Pour traiter la violence, on ne peut en négliger les causes. Les racines de la violence de D sont à rechercher loin dans son histoire. On peut, par exemple, émettre l'hypothèse que tout petit, face à ses propres actes agressifs, D n'a pu être accompagné de manière suffisamment rassurante dans sa reconnaissance de l'existence de l'autre, différent de lui. Cette approche n'a pu être que menaçante ou menacée par l'indifférence, l'incapacité à mettre des limites, l'impuissance, voire la violence.

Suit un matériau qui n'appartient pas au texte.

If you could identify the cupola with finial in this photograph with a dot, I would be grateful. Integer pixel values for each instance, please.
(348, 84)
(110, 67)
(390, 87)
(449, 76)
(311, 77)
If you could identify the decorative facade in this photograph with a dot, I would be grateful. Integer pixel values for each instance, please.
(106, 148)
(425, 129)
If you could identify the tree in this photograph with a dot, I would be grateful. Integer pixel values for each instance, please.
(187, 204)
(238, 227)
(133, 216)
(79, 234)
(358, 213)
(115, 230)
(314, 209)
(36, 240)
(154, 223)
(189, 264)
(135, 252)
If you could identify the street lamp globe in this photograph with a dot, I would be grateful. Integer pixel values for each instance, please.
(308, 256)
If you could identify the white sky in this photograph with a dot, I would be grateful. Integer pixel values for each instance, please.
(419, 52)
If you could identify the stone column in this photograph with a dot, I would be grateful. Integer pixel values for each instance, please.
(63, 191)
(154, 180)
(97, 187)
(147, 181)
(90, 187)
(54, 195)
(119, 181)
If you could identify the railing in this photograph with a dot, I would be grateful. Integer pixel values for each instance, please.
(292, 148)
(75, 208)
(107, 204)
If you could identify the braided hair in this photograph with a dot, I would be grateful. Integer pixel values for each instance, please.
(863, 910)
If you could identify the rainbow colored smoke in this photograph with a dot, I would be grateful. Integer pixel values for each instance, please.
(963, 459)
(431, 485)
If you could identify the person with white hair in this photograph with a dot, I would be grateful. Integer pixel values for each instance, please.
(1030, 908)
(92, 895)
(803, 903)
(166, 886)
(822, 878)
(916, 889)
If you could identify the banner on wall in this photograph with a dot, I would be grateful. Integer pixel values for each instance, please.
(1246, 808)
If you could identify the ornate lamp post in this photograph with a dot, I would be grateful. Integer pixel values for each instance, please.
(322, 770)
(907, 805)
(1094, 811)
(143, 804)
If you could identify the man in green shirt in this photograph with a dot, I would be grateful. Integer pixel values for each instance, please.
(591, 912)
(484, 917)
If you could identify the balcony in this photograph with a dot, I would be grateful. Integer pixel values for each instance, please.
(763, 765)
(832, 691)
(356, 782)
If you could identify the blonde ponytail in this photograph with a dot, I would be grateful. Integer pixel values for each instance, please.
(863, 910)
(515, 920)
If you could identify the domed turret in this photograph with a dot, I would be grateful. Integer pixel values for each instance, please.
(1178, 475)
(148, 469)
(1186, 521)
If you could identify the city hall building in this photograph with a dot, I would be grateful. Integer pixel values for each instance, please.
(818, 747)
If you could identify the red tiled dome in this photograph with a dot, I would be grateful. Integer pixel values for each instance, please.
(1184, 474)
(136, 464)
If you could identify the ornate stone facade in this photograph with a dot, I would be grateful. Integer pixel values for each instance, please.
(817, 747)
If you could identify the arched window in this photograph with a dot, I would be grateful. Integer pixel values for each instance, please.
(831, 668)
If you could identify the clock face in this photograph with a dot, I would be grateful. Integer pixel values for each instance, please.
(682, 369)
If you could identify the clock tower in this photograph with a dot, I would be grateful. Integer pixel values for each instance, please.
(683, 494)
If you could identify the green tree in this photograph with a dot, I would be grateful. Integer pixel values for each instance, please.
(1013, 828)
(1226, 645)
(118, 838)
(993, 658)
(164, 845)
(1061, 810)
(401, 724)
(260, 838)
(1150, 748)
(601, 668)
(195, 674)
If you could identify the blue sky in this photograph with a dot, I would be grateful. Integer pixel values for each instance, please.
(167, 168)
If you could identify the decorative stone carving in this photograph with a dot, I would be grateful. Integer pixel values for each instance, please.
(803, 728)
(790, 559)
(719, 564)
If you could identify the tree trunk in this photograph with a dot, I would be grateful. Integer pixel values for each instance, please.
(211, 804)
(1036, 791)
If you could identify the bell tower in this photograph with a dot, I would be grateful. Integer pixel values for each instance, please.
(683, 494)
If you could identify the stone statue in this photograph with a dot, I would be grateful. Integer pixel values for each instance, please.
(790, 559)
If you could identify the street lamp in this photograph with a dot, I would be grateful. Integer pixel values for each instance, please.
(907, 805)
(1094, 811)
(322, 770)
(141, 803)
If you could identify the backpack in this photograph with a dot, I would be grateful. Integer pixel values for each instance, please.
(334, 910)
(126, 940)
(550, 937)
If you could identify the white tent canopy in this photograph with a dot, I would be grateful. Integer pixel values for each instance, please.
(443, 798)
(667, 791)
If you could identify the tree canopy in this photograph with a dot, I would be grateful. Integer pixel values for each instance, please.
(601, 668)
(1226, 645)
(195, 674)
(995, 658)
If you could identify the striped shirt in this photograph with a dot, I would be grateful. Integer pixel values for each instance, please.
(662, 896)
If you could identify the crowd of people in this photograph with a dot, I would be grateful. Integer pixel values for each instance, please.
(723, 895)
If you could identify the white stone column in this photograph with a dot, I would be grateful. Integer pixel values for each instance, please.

D réclame des limites à sa toute puissance, mais aussi de l'écoute, de la reconnaissance, de la protection et surtout de l'accompagnement pour mieux identifier ses émotions et sentiments.
Cette situation que nous venons de vous décrire a permis de se questionner, de chercher à donner du sens, de regarder la problématique de l'enfant avec un autre regard. Les liens se sont tissés et actuellement, si D a toujours de la violence en lui, c'est un enfant qui peut dire de plus en plus de choses, peut plus facilement négocier, différer, entendre ce qui lui est adressé, sans rentrer dans des rages systématiques.
Cette connaissance nous permet d'accueillir la souffrance de D différemment. Le seul fait qu'il puisse se sentir parfois accepté dans ses émotions, le calme bien plus efficacement. On peut dire aussi que ce besoin de destruction, cette violence chez D lui servent de défenses. Le désir de vengeance, de violence qui l'anime souvent lui évite de sentir sa propre douleur. Nous constations, en effet, que parfois, lorsque nous tentons de reformuler ce que nous percevons de son ressenti, D peut pleurer, comme si la violence lui avait évité jusqu'ici de s'effondrer.

L'adolescent P.

La violence est au quotidien dans l'hôpital de jour, je vous en propose un exemple.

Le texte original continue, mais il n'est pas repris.